The ReadableBuffer and WritableBuffer abstract classes may either be implemented by the host or by another wasm component. In the latter case, these abstract classes are implemented by the concrete ReadableBufferGuestImpl and WritableBufferGuestImpl classes which eagerly check alignment and range when the buffer is constructed so that read and write are infallible operations (modulo traps):

class BufferGuestImpl(Buffer):
  cx: LiftLowerContext
  t: ValType
  ptr: int
  progress: int
  length: int

  def __init__(self, t, cx, ptr, length):
    trap_if(length > Buffer.MAX_LENGTH)
    if t and length > 0:
      trap_if(ptr != align_to(ptr, alignment(t, cx.opts.memory.ptr_type())))
      trap_if(ptr + length * elem_size(t, cx.opts.memory.ptr_type()) > len(cx.opts.memory))
    self.cx = cx
    self.t = t
    self.ptr = ptr
    self.progress = 0
    self.length = length

  def remain(self):
    return self.length - self.progress

  def is_zero_length(self):
    return self.length == 0

class ReadableBufferGuestImpl(BufferGuestImpl):
  def read(self, n):
    assert(n <= self.remain())
    if self.t:
      vs = load_list_from_valid_range(self.cx, self.ptr, n, self.t)
      self.ptr += n * elem_size(self.t, self.cx.opts.memory.ptr_type())
    else:
      vs = n * [()]
    self.progress += n
    return vs

class WritableBufferGuestImpl(BufferGuestImpl, WritableBuffer):
  def write(self, vs):
    assert(len(vs) <= self.remain())
    if self.t:
      store_list_into_valid_range(self.cx, vs, self.ptr, self.t)
      self.ptr += len(vs) * elem_size(self.t, self.cx.opts.memory.ptr_type())
    else:
      assert(all(v == () for v in vs))
    self.progress += len(vs)

When t is None (arising from stream and future with empty element types), the core-wasm-supplied ptr is entirely ignored, while the length and progress are still semantically meaningful. Source bindings may represent this case with a generic stream/future of [unit] type or a distinct type that conveys events without values.

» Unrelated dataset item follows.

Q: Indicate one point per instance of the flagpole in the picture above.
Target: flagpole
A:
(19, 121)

The load_list_from_valid_range and store_list_into_valid_range functions that do all the heavy lifting are shared with function parameter/result lifting and lowering and defined below.

Stream State

Values of stream type are represented in the Canonical ABI as i32 indices into the current component instance's handles table referring to either the readable or writable end of a stream. Reading from the readable end of a stream is achieved by calling stream.read and supplying a WritableBuffer. Conversely, writing to the writable end of a stream is achieved by calling stream.write and supplying a ReadableBuffer. The runtime waits until both a readable and writable buffer have been supplied and then performs a direct copy between the two buffers. This rendezvous-based design avoids the need for an intermediate buffer and copy (unlike, e.g., a Unix pipe; a Unix pipe would instead be implemented as a resource type owning the buffer memory and two streams; on going in and one coming out).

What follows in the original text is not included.